Moderna announced the first patient was dosed in Georgia with 100 micrograms of the vaccine candidate early Monday, but uncertainty remains as the trajectory of the outbreak determines how an effective vaccine is monitored and studied.

As the coronavirus tightens its grip on the world, the stakes for Moderna — and a potential COVID-19 treatment — are high. Typically, the vaccine industry is not as profitable as therapies, and a treatment that falls short could be a devastating blow to a relatively young company.

Moderna, in partnership with European-based Lonza, is producing at-risk 500 million doses for the year, and scaling up to potentially reach 1 billion doses by 2021.

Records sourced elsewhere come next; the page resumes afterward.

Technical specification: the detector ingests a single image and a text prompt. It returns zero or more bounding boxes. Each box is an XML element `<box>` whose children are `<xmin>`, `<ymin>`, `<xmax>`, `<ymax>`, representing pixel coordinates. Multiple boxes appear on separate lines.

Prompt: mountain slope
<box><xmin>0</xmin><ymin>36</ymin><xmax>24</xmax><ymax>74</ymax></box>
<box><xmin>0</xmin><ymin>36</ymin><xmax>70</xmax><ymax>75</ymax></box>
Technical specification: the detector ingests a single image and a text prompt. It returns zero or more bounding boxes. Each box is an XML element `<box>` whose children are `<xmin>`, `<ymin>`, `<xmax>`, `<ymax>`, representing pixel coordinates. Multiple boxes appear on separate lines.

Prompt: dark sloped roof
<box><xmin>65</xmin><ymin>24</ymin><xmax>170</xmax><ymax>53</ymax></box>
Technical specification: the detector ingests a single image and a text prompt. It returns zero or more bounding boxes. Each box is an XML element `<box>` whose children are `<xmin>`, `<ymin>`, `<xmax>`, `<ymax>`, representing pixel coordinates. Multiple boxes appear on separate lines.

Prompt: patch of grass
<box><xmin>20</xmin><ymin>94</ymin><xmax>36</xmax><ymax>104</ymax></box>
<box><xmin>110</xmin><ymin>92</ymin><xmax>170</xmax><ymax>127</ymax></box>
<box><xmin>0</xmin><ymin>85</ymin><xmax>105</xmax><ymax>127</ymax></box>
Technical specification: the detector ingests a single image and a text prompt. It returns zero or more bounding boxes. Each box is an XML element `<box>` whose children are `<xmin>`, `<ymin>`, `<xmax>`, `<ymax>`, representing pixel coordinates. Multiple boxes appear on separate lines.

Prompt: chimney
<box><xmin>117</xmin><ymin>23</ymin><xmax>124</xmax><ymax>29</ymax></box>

The mRNA vaccine technology the company is using has not yet been tested on the market, and production is more complex than traditional vaccines. The U.S. Food and Drug Administration has set a bar of 50% efficacy of any vaccine, and will have to determine the technology’s potential compared to traditional vaccines.

‘We have to make a profit’

If successful, a vaccine will actually be the 10-year-old company’s first product on the market. Despite significant taxpayer funding, as well as investors boosting its market capitalization to $29 billion, the biotech upstart will need to make a profit — and will consider that in its pricing, Bancel said.

Exactly how much a vaccine shot will cost, and who’ll ultimately cover it, remains a big sticking point in the process.

“We have to make a profit out of the first product [we sell],” Bancel told Yahoo Finance. “We have invested $2 billion of our shareholder capital since we started the company. We need to get a return. We are highly aware this is a pandemic and we need to be very responsible on how we price a product.”

The company has said they will use previous vaccine prices as a benchmark, and will be providing discounts during the pandemic phase.

In a separate issue, questions have been raised over the company’s executives selling stock after positive results from early trials. That pattern that has been seen in other newly-popular biotechs.

Bancel reiterated the sales were set up in December 2018 after the company went public, but declined to address when or if the plans had since been modified. The company is in a silent period prior to second quarter earnings on August 5.

“What I can tell you 99% of my wealth is tied up in Moderna stock, so I’m very aligned with any of our shareholders,” Bancel said. “I had more stock on June 13 than I had on January 1. If any investor is worried they are not aligned with me, they should look at the numbers.”